An Atomic Foundation
I started translating the team’s chosen collage into atomic design components. My goal was to create a small library of basic pieces that could be expanded in a later phase of the project. That would allow us to retire the broken current site more quickly, and give us a good working foundation to grow afterward.
Gallery: Atomic Starter Kit
Accessibility-Focused Design
Because the site’s primary audience was people with disabilities, accessibility was a very high priority in this design process. Although WCAG 2.0 AA compliance is the goal on all sites I work on regardless of audience, I made some additional special considerations while creating these designs in order to make that compliance more likely. I opted for large text where possible, and chose simple, straightforward page hierarchy structures. There are no motion effects to disable, and no text-on-image overlays to impede readability.
Gallery: Page Designs
Gallery: Responsive Comps
I also prioritized device adaptability for users who may be more likely to use handhelds. Obviously responsive design is a standard for any site, but in my agency work we generally do not mock up small-screen behavior beyond navigation elements.
To help ensure accessible behavior regardless of device, I created extra comps to show how the patterns would behave on tablets and phones.
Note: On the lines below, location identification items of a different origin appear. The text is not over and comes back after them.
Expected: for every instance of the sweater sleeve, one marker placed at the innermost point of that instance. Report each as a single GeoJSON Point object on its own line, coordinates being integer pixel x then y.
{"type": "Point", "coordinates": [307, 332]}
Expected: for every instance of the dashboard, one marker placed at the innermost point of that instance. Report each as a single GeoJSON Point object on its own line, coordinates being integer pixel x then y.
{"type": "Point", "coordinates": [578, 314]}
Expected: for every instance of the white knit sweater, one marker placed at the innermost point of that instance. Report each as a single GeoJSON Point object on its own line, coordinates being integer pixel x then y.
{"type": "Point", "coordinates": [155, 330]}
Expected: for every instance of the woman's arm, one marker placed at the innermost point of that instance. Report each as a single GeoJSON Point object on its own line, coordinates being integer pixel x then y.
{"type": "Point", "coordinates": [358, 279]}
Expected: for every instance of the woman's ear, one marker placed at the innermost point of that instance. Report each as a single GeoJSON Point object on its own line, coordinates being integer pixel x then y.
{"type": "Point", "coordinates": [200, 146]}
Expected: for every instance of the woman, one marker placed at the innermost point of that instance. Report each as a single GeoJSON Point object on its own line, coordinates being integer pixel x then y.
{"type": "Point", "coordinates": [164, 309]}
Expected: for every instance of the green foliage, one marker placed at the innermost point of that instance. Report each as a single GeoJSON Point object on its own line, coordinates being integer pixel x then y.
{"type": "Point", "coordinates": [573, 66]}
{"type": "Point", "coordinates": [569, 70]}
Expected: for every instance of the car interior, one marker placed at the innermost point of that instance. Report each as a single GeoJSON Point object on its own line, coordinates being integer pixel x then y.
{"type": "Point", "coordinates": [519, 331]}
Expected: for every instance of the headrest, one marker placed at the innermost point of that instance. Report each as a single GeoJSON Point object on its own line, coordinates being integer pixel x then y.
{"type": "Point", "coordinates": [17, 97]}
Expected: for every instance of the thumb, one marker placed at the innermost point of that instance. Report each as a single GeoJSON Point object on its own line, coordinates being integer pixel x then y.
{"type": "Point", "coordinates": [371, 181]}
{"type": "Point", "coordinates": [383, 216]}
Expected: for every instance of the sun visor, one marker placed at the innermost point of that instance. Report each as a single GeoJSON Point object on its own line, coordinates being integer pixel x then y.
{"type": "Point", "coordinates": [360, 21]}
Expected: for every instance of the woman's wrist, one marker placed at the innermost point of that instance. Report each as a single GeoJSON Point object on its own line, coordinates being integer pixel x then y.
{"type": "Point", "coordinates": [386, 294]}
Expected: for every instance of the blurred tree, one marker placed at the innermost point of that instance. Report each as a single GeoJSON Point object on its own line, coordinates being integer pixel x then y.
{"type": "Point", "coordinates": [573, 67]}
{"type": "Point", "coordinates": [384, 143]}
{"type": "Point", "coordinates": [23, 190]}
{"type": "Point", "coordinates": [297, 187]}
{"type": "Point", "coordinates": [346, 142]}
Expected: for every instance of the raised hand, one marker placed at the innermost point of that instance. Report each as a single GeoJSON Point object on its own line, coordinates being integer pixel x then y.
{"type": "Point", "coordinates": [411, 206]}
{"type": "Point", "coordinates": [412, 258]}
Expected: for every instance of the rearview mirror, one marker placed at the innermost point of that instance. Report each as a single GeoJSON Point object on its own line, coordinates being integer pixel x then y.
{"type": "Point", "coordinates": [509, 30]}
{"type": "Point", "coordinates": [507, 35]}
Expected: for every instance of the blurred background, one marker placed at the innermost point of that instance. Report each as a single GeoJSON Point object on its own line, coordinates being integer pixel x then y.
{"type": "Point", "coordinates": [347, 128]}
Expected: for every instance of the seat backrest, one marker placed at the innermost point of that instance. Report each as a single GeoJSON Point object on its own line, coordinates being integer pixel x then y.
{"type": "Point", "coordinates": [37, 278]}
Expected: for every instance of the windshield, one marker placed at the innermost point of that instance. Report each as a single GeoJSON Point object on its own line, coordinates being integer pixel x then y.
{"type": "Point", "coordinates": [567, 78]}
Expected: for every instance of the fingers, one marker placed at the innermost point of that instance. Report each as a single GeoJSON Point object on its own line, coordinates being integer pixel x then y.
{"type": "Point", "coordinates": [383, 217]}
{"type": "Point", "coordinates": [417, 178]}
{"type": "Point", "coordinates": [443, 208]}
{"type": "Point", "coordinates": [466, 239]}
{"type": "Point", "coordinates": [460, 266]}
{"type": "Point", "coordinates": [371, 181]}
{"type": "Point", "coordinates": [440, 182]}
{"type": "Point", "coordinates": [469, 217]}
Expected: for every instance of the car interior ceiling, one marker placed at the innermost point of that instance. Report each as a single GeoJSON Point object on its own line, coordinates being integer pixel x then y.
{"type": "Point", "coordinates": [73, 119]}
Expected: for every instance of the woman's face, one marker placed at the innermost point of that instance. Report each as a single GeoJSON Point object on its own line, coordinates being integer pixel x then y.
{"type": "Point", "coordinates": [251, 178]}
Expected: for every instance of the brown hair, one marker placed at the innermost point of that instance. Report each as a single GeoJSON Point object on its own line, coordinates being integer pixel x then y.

Gallery: Navigation Patterns
Solving a Design Problem: Working with a Tall Logo
Saint Francis Service Dogs has a very tall logo. The mark is roughly a 2:5 ratio and the text below is proportionally small and set in a small-caps typeface that’s tough to read when scaled down. It looks great on print materials, but doesn’t translate well to web mastheads. It was a challenge to find a layout that worked with the necessary global navigation without scaling down the logo too much.
After lots of experimenting, research, and phoning my designer friends, I settled on a tab-style layout. It allows the logo to scale proportionally taller than the global navigation bar while keeping the global nav at a reasonable height. Tabbed logos are tricky — they can look great on homepages or top-level landings, but flail on lower-level pages if the tab overlap area is too tall. I tested the tab on basic page layouts to find a best fit that was not too overwhelming.
On smaller screens, the tab gets in the way of usability, so we switch to a secondary mark that has a closer-to-square ratio.
Header Logo Solution Gallery
Translating Existing Content to Designs
Saint Francis Service Dogs had already developed a lot of content while creating their older site. One of the goals of the new site was to refresh and modernize without having to write new content to fit the designs.
These before and after comparisons show how I reworked their existing content to fit the new patterns — same story, same message, new containers.
Development: Prototype to MVP
During the design process, I also built a front end pattern library in Pattern Lab, and a prototype back end in WordPress. Both were created to test ideas during the design phase, and to demonstrate the future site’s functionality and editing capabilities — specifically how updating WordPress would be different from the locally hosted desktop program they were currently using.
The intent was to get the WordPress prototype to a minimum viable state so that the aging broken site could be retired, then build out more functionality in the future.
Before completion of the project, the client’s goals changed and an agency was hired to build a different site.